Uncover the black holes in your revenue cycle management processes that impact your ASC’s bottom line.
Do you know what you don’t know? Many revenue cycle management companies assess their services based on key performance indicators (KPIs). Accounts receivable (AR) days, collections, bad debt, net revenue per case, days to bill, and days to pay are usually at the top of the KPI list. While KPIs can provide you with a high level view of what is happening with your business, other seemingly minor items can result in uncollected revenue that may go undetected. This is why auditing is crucial.

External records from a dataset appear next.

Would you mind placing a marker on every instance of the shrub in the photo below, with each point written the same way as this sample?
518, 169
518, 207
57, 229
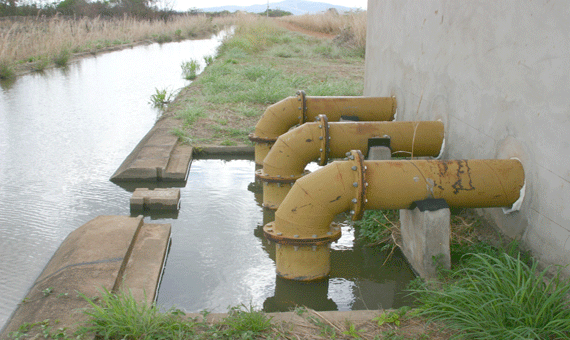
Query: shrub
190, 69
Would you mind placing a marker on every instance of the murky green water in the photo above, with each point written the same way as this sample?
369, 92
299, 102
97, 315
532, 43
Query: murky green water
64, 132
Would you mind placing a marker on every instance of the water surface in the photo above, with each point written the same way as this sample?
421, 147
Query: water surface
63, 133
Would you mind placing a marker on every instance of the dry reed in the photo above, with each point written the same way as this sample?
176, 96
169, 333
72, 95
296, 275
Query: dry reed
31, 39
350, 27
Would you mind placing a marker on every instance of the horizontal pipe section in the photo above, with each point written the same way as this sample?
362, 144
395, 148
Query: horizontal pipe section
293, 150
285, 114
355, 185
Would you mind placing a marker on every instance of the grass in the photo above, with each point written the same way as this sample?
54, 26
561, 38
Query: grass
190, 69
248, 74
25, 39
349, 28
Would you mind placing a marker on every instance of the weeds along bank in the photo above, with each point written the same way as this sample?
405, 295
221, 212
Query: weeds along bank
261, 64
349, 28
36, 43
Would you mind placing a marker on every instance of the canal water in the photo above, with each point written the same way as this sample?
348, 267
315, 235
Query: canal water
64, 132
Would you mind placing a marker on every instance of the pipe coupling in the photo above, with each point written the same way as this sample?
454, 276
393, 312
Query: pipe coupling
359, 184
273, 234
257, 139
302, 98
263, 177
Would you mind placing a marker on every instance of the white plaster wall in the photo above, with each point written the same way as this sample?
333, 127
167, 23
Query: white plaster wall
497, 73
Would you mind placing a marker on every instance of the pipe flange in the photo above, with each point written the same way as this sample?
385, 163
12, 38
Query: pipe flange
260, 175
324, 138
301, 96
274, 235
257, 139
356, 157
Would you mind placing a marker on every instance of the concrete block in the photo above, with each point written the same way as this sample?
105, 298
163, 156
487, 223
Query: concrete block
178, 164
157, 199
91, 258
144, 268
426, 232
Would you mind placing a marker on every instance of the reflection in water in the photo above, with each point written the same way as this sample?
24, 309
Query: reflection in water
63, 133
220, 258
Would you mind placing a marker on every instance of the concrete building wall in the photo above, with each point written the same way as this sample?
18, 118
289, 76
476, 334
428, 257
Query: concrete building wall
497, 73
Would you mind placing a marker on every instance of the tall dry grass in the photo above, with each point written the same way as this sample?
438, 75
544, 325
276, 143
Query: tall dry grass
350, 27
31, 39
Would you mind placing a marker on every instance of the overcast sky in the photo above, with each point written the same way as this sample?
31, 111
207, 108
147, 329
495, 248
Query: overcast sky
187, 4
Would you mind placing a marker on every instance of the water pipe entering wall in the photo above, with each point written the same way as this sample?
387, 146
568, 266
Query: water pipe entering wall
321, 141
303, 228
296, 110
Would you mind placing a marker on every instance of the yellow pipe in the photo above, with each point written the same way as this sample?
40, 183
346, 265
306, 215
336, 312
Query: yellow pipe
287, 159
308, 210
285, 114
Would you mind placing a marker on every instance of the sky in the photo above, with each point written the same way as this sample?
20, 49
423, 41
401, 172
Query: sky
187, 4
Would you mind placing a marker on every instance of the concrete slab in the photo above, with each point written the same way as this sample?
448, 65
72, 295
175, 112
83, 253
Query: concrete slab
158, 156
97, 255
157, 199
178, 164
426, 232
144, 268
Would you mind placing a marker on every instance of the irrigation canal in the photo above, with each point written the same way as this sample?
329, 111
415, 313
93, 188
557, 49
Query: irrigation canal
63, 133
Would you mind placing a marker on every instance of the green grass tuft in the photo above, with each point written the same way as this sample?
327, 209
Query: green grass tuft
6, 71
190, 69
62, 58
120, 316
500, 297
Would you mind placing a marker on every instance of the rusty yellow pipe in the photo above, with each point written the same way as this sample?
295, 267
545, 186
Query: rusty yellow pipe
285, 114
304, 218
287, 159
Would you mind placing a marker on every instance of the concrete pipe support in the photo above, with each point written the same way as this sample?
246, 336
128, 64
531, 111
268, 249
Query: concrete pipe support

Auditing is a time consuming, daunting task. Those being audited may feel it is punitive. However, this necessary evil reveals a lot about the efficiency of your revenue cycle management processes. Let’s look at the bright side of what you can discover while auditing and how your findings can result in process improvement that typically increases your bottom line.
There are many areas to audit – patient registration, coding, charge entry, denied claims, AR follow-up, and collections to name a few. Routinely and randomly auditing your internal processes allows you to identify gaps that need to be closed, provide additional employee education when needed, ensure your payors correctly load your contracts in their systems, tighten your patient collections process, and so many more. Let’s look at some of these in more detail.
Accurate patient registration is the first step to a clean claim. Routine auditing of registration errors will shed light on struggles being faced at your front desk. Medicare Advantage Plans routinely trip up front desk personnel who may register the insurance carrier as Aetna rather than Aetna Medicare. A key point to share with your front desk team is to consider the age of the patient to determine if he or she is a candidate for Medicare coverage. Also, spend some time looking at copies of insurance cards with your front desk. Create a notebook of insurance card samples and review them routinely, highlighting areas on the cards that will lead to proper insurance registration.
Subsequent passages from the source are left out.